When one thinks of tornadoes, one looks to central USA, specifically the Great Plains where destructive whirlwinds often occur. However, up to 30 tornadoes strike the UK each year, but scientists have had no way of forecasting them until now.

Researchers at the University of Leeds and the Met Office have developed a tool which allows forecasters to predict when a tornado might hit.

Most tornadoes in the UK are often quick hitting, forming rapidly before disappearing.

However, they can bring with them wind speeds of up to 112 miles per hour, which can cause destruction and danger to life.

For this reason, the experts from Leeds and the Met Office have grouped together to create a system which can predict where a tornado might hit.

The team analysed tornado reports from the Tornado and Storm Research Organisation (TORRO), radar imagery and surface analysis charts from 114 weather events over a 35 year period.

They identified weather patterns which proceed a tornado, including strong winds coming from a cold front.

This leads to a bulge in the front which makes it sharper, increasing the contrast in the wind speeds and the direction of the wind.
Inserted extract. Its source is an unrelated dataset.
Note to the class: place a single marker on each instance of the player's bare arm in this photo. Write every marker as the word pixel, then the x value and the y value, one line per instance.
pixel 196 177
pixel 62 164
Where the contrast increases, winds are more likely to “spin up”, allowing a tornado to form.

The tool has already been tested in the UK on February 29 this year, and it successfully predicted the risk of tornadoes in southeast England, with a tornado occurring in Kent as the cold front swept through during the morning.

Matthew Clark, a Met Office scientist who is currently studying for a PhD at Leeds’s School of Earth and Environment, said: “Tornadoes are a relatively common weather hazard on UK cold fronts, but the Met Office have never before had any way of predicting which cold fronts are likely to produce tornadoes, nor did we understand why tornadoes occurred in some fronts but not others.

“These findings should help to improve the UK forecasts of localised, intense wind damage associated with these kinds of weather system.

“This should enable organisations and people to take precautions and minimise damage and risk.”

Met Office Chief Meteorologist Paul Davies added: “By explaining, for the first time, ‘how’ and ‘why’ tornadoes form in a given weather system, meteorologists are much better prepared to anticipate events in advance, to interpret and challenge the results of numerical weather prediction models, and to communicate their confidence in a given forecast.”